Leung (1970) and Eggen (1970) suggested that the $\delta$ Scuti stars form two separate luminosity groups: variables near = 1.9 and 0.6, respectively. However, the distribution of a larger sample of variables showed no such separation (e.g., Breger 1979). Consequently, the view that $\delta$ Scuti pulsation is a general property of stars in the lower instability strip seemed to be confirmed.

The stellar parallaxes obtained with the Hipparcos astrometry satellite have allowed a more accurate determination of absolute magnitudes of relatively nearby stars. This has led to a number of studies which incorporated these new, and (usually) more accurate distances. A number of astronomers reported that the nearby $\delta$ Scuti stars indeed appear to fall into a high-luminosity and low-luminosity groups. Antonello & Mantegazza (1997) have examined the grouping of $\delta$ Scuti stars with known Hipparcos parallaxes in the Hertzsprung-Russell Diagram. They confirm the groupings for nearby stars. However, they also find that the distinction between the groups disappears once the sample is enlarged by including more distant stars. This argues against the existence of two separate groups.

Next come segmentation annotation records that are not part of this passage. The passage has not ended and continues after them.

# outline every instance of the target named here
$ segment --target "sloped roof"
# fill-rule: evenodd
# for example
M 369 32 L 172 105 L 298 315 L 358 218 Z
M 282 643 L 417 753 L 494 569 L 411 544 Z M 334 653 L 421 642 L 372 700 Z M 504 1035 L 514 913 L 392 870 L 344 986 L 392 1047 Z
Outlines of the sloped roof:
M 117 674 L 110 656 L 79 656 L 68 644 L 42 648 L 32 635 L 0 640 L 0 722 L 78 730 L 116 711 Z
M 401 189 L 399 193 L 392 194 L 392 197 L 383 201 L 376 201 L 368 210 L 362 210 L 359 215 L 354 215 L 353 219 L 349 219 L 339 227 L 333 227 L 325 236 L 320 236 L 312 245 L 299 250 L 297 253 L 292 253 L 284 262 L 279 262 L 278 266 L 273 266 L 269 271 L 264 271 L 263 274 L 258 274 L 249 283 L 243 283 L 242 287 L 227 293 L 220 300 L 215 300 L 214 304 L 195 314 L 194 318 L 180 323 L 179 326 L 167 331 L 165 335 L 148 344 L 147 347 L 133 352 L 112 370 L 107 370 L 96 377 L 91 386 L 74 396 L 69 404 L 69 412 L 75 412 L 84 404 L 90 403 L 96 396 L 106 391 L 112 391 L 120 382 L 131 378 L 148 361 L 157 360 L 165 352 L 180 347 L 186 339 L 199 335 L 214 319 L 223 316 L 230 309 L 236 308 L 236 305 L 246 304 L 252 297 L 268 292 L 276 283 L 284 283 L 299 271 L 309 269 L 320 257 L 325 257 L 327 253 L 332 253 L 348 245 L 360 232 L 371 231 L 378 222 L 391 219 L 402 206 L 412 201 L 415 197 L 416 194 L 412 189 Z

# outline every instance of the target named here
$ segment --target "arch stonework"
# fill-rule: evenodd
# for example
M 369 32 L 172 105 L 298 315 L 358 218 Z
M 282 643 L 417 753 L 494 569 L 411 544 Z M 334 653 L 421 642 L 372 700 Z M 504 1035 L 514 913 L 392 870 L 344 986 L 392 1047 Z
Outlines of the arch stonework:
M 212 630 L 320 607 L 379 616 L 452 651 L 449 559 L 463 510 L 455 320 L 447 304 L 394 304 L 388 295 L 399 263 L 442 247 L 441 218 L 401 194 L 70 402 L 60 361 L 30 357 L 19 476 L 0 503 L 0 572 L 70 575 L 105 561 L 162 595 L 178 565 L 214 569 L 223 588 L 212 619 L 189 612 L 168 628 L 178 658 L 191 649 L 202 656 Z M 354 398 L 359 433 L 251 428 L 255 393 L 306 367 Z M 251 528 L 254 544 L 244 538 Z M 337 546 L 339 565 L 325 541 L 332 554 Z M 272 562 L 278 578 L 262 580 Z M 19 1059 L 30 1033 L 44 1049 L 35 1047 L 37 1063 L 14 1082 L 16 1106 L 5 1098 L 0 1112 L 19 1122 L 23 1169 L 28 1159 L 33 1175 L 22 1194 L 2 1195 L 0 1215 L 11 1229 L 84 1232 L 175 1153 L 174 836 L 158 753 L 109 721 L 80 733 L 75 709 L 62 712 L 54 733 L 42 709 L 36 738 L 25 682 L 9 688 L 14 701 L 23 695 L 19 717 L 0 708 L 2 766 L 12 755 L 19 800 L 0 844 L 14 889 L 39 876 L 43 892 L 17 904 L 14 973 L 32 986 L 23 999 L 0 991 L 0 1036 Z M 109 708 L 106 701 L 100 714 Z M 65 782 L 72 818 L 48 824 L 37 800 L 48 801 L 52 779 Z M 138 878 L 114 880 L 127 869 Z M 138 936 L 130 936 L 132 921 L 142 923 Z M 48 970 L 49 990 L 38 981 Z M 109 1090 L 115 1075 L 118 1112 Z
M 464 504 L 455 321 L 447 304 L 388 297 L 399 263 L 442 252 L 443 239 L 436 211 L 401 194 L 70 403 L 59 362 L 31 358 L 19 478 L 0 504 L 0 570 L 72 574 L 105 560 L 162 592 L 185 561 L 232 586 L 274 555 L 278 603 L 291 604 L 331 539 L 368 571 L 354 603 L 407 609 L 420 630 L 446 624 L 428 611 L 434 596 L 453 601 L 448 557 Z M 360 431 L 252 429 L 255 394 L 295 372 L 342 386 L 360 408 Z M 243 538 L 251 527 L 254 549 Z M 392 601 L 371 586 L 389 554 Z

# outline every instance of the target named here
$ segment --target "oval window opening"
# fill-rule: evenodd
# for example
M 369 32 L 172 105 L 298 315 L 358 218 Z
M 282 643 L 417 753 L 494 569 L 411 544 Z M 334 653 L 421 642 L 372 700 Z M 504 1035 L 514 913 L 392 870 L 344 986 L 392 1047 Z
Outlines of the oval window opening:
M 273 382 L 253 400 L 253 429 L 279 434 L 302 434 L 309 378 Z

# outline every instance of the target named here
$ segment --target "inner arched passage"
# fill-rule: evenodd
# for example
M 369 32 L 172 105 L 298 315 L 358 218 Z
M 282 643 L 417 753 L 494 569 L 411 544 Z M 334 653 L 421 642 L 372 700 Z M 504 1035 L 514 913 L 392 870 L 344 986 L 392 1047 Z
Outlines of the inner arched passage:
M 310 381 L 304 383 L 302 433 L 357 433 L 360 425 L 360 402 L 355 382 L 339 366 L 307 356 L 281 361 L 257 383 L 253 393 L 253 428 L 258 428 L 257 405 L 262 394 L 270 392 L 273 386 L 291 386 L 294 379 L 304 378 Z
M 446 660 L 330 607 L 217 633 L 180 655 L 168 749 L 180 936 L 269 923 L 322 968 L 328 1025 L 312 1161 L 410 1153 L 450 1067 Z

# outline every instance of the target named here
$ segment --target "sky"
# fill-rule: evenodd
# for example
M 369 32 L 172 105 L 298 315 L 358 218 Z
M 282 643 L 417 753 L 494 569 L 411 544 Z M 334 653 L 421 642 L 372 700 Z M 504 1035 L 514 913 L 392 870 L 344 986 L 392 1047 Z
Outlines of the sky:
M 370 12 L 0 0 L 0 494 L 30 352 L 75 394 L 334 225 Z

The present picture that pulsation is a normal phenomenon in the Lower Instability Strip should not be interpreted to mean that all stars have the same probability of pulsating with a particular amplitude. In fact, stellar rotation and chemical peculiarity have a strong influence on the incidence, mode selection and amplitudes of pulsation. In a study of the incidence of pulsation in both field and cluster stars, Breger (1970) found that the classical Am stars do not pulsate, but the evolved Am stars (the $\delta$ Del = $\rho$ Pup stars) do. In fact, the behavior of the classical Am stars could be understood by the diffusion hypothesis. Here the amount of helium in the HeII ionization zone, which is required by pulsational instability, is reduced, leading to increased stellar stability (Breger 1972c).

Since 1972, considerably more information on the variability for individual Am stars and other chemically peculiar stars has become available. The behavior of the different types of chemically peculiar stars inside the instability strip is very complex. The increased sample of Am stars shows that it is possible for an Am star to pulsate (e.g., HD 1097, Kurtz 1989), but that pulsation among the classical Am stars is rare and of small amplitude. Another significant discovery was the rapid pulsation in Ap stars by Kurtz (1982). This group is now called the rapidly oscillating Ap (roAp) stars.